Anonymous 0 Comments

Sound is swinging air. Its like a wave. You have tops and bottoms in the wave.
Noise cancelation records the sound and gives back the opposite spike. Top spikes get cancelled with bottom spikes of same strength and other way round.
This is why you can feel some sort of pressure in your ears, when you have noise cancellation in your ears without actual music, when the outside is loud.

Anonymous 0 Comments

It’s wizardry dark magic that technology can “predict” outside noises and create the opposite sound in real time. There’s no other way to explain this!

Anonymous 0 Comments

The idea is somewhat simple, you simply measure (and in more expensive/sophisticated headphones predict) the noise coming into the ear and use that info to send noise into the ear which exactly counteracts the incoming noise you want to block.

There are several insanely difficult parts to this though:

1. How do we calculate what we need to counteract incoming noise fast enough that we actually counteract it in time? In airpods there may be a couple centimeters between the outer speakers measuring incoming noise and the inner speakers. This gives distance/speed of sound ≈ 3*10^(-2)/343 ≈ 1/10000 seconds, so 100 microseconds. That’s not a lot of time to calculate things.

2. The noise being measured at the outer speakers is distorted due to the shape of your ear. This needs to be taken into account or otherwise the inner speakers would not be cancelling out the correct sound.

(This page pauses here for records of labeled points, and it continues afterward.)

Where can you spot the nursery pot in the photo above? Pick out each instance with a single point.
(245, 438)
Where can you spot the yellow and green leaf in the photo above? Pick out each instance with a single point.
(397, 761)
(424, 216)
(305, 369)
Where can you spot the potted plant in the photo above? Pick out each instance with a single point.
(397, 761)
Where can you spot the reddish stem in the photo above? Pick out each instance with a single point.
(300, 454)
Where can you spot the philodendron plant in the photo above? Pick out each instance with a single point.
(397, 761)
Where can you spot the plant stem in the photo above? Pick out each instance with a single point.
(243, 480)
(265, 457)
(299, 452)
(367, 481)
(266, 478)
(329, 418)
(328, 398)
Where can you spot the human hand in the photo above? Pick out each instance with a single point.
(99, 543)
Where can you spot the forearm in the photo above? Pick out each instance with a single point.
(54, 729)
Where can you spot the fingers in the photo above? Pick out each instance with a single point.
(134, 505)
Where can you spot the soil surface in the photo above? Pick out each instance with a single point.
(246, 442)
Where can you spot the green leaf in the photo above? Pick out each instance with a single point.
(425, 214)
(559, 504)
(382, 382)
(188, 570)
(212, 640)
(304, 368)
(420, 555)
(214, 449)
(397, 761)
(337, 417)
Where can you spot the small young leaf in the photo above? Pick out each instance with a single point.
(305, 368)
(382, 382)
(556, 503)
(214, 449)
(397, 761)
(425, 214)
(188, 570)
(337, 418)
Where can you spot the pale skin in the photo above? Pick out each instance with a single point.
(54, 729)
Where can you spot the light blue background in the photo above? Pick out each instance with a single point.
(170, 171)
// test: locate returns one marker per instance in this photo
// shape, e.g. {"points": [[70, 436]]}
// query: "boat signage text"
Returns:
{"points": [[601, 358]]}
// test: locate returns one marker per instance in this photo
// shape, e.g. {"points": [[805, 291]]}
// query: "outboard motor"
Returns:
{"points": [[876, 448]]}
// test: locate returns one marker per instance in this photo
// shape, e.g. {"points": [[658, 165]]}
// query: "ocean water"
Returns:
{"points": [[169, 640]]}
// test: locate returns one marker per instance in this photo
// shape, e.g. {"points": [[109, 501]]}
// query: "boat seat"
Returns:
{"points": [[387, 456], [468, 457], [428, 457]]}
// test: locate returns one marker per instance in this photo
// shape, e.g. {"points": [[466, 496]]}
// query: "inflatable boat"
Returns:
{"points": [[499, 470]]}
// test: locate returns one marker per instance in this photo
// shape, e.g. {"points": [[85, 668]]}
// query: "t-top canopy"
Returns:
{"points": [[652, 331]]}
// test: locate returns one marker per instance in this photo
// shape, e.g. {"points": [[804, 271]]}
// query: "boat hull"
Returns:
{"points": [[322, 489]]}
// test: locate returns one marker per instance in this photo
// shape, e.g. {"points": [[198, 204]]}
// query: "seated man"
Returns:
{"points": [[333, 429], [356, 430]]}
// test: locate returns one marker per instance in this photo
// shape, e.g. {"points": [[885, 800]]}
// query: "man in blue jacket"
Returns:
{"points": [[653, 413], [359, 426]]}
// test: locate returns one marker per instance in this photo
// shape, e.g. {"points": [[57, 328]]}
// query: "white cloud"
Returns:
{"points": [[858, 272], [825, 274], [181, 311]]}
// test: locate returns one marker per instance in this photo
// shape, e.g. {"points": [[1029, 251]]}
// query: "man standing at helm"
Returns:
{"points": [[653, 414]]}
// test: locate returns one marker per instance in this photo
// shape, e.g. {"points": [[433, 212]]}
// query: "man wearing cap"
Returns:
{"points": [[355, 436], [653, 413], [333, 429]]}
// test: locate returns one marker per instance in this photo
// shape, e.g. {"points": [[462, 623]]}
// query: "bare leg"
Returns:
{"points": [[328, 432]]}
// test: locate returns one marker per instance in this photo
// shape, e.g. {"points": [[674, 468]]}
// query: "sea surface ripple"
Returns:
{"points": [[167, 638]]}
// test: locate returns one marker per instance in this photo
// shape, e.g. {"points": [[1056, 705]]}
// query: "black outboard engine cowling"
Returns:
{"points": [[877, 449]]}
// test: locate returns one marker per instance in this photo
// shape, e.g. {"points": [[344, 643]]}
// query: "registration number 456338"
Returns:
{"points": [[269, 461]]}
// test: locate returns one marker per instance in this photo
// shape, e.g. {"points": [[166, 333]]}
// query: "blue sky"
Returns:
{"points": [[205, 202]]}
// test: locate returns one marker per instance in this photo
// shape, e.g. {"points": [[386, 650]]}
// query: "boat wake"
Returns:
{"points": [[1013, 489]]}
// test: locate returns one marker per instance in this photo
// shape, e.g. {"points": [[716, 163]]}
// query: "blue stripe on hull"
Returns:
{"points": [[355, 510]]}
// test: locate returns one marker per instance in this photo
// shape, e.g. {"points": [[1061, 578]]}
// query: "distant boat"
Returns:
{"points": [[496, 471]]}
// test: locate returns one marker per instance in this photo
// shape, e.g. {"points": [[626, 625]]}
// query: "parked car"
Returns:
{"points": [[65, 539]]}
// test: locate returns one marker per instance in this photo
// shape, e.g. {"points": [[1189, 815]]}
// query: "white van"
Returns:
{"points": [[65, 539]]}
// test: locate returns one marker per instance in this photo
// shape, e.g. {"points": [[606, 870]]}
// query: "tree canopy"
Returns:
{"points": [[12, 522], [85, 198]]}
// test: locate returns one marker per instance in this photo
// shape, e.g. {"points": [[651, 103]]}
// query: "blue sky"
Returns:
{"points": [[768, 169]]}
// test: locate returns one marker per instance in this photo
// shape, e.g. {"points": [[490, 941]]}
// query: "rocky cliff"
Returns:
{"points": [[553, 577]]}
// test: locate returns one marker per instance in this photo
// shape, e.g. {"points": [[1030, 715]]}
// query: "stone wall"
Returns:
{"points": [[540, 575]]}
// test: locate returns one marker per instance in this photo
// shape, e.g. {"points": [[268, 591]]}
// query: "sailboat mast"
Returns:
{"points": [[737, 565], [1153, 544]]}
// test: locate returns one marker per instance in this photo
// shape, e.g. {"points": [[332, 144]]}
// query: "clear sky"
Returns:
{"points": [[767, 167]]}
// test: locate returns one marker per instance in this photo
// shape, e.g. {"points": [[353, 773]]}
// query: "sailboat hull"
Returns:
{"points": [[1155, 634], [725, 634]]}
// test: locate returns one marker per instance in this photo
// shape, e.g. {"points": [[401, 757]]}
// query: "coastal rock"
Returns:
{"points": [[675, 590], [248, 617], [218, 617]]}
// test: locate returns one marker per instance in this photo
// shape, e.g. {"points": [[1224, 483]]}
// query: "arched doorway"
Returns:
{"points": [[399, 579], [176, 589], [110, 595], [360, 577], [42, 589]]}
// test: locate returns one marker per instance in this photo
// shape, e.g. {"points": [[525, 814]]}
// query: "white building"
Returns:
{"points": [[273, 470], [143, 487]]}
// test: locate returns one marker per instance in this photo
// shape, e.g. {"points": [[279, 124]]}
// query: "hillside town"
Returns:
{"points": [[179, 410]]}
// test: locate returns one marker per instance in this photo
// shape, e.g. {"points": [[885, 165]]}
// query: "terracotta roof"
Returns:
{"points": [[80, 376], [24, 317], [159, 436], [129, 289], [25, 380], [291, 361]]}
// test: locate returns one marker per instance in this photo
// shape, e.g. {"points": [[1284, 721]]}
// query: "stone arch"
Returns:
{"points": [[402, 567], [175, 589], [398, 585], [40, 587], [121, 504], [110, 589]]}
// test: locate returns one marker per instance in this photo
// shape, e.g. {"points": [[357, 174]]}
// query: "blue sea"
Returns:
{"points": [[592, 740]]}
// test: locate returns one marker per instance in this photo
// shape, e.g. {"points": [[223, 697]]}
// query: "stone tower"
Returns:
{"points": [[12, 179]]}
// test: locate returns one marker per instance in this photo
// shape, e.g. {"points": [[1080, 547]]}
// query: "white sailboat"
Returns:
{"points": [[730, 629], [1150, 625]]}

3. Predicting what noise will be coming and using the prediction instead of actually measuring the noise. This works pretty well for a lot of signal processing purposes (separating noise from music, recreating ECG’s when only part of the data is available, or anything else where the input can be considered a signal) but real life noise is not always predictable.

Anonymous 0 Comments

A speaker works by shoving air forward…active noise cancellation works by sucking in the diaphragm at the same moment the ‘force’ of outward air to ‘suck in’ the energy. Microphones and knowing the speed that sound travels is what allows the noise cancellation circuitry to know exactly when to provide that ‘hollow’ space to cancel the noise.

No noise cancelling headphone cancels deeper frequencies as well as higher ones…the bigger the diaphragm the lower the frequency you can ‘catch’. Most noise cancelling starts with passive noise cancelling – which is a fancy word for ‘plugging your ears’ – ala foam/vinyl/leather to block the sound from getting in. In smaller air buds you’re automatically getting passive noise cancelling just by shoving them in your ears. Also your ears can only ‘hear’ the most powerful push…your eardrum is a diaphragm too. But it can only ‘hear’ the loudest thing at any given time. Many active headphones just produce a white noise ‘hiss’ which is amazingly effective at just drowning out the randomness of noise…and your brain just loves it as it only takes a few minutes for your brain to stop hearing that hiss/hizz noise.

Edit: Consider stereo systems…the bigger the speaker the deeper the bass. No one has ‘tweeters’ thumping the bass. And in ear phones have tricks to increase the bass – but the bigger the driver the better the bass sound you can get.

Anonymous 0 Comments

In two words: destructive interference.

If you and a friend hold a rope taut, and your friend raises and lowers their hand once very quickly, a wave will travel on ‘top’ of the rope to you. If you move your hand down and up quickly, a wave will travel along the ‘bottom’ of the rope toward your friend. If you and your friend did this at the same time, when the two waves meet in the middle, the rope will be completely flat for an instant.